Siau : Ouais, protéger ou peut-être les rendre accessibles, écoutables. Je pense que c’est la dernière étape du travail que je fais. Au début, je n’y réfléchis pas trop, j’écris, après je structure un peu, j’essaie avec la mélodie et après je regarde si on comprend un truc. Et là, je change des choses, là il y a tout qui change. Il y a beaucoup de choses qui changent. C’est peut-être aussi pour pouvoir être entendu, compris. Après, moi ce qui me plaît le plus, c’est quand on me dit qu’on a ressenti quelque chose ou qu’on se l’est approprié. Par exemple, j’adore qu’on me dise : « Ouais, elle est trop belle cette chanson d’amour » alors que pour moi, ça n’en est pas une. C’était arrivé, on m’avait dit : « cCest trop ma chanson d’amour et tout », une chanson qui s’appelait De l’inconnu, une chanson que j’avais sortie sur mon premier EP, les gens me disaient que c’était une belle chanson d’amour alors que pour moi, ce n’était pas du tout une chanson d’amour. C’est une chanson d’amitié, de plein de choses, mais pas du tout d’amour. J’adore ça. Pour moi, c’est quelque part l’un des objectifs. C’est que ça puisse être déformé, approprié.
LFB : Il y a un truc très labyrinthique par l’utilisation de l’onirisme, de la métaphore, même s’il y a des choses qui ramènent au quotidien quand tu parles de cocktails, ou même quand tu dis « Est-ce qu’on deviendra fou », mais je trouve qu’il y a aussi cette idée de fou, c’est presque abstrait de dire aux gens : « Oui c’est mon histoire, mais ça peut être la votre aussi et il faut vous approprier mes chansons ».
Siau : C’est vrai que par exemple Brûler la maison, c’est une chanson qui est complètement différente parce qu’elle est très narrative, il y a une histoire, c’est relativement clair comme histoire je pense. J’ai aimé écrire cette chanson mais j’écris assez rarement dans cette forme parce qu’une chanson, en général, tu la chantes beaucoup de fois et chanter tout le temps la même histoire, c’est un truc que je n’aime pas forcément. Au bout d’un moment, ça m’ennuie aussi qu’il n’y ait pas de relief dans la chanson. J’aime bien aussi qu’il y ait des lectures possibles, même pour moi, ça me permet de les réinterpréter et de les apprécier d’un façon différente.
En fait, c’est vrai que la seule chose peut-être à laquelle je me rattache quand je suis un peu perdu quand j’écris, c’est ce truc-là peut-être de cinéma aussi. Souvent, je pense à un personnage dans un film qui aurait une fulgurance et qui se mettrait à dire quelque chose. Ça peut être proche de la comédie musicale, parce que la chanson et le cinéma se rejoignent sur la comédie musicale.
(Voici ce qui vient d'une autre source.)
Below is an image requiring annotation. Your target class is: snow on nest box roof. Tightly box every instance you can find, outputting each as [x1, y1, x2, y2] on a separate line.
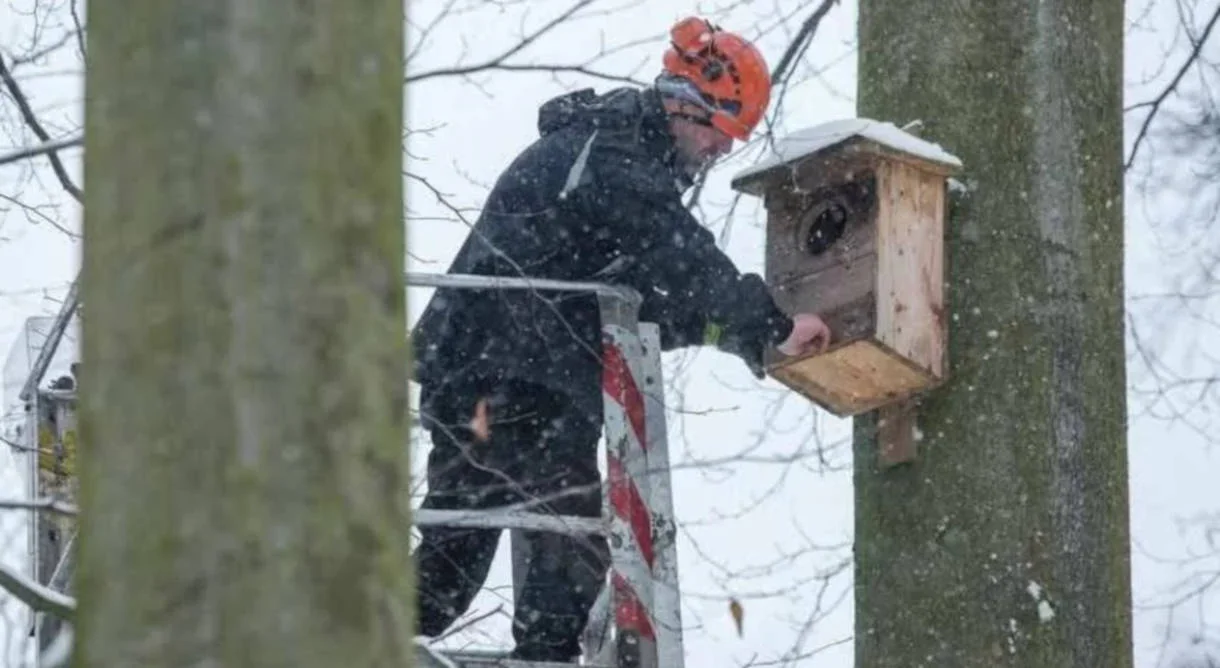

Parfois, j’imagine ça. Genre là, on est autour de cette table et tout d’un coup, je chante une chanson et qu’est-ce que je raconte ? A partir de là, tout est possible. Ce que je vais dire peut être très réaliste, comme ça peut être complètement fou tout d’un coup. Parce qu’on a bu des coups et je pars en vrille. Ça, ça m’aide à sortir du truc de : je vais vous raconter une histoire qui va être très claire.
LFB : Dans cet album, tu parles de choses très universelles. Tu parles de rupture, d’amour, de rejet, du manque des autres. Tu parles de tout ça, mais on sent que sur tes titres d’avant, c’était peut être moins nourri par la vie ,j’ai l’impression.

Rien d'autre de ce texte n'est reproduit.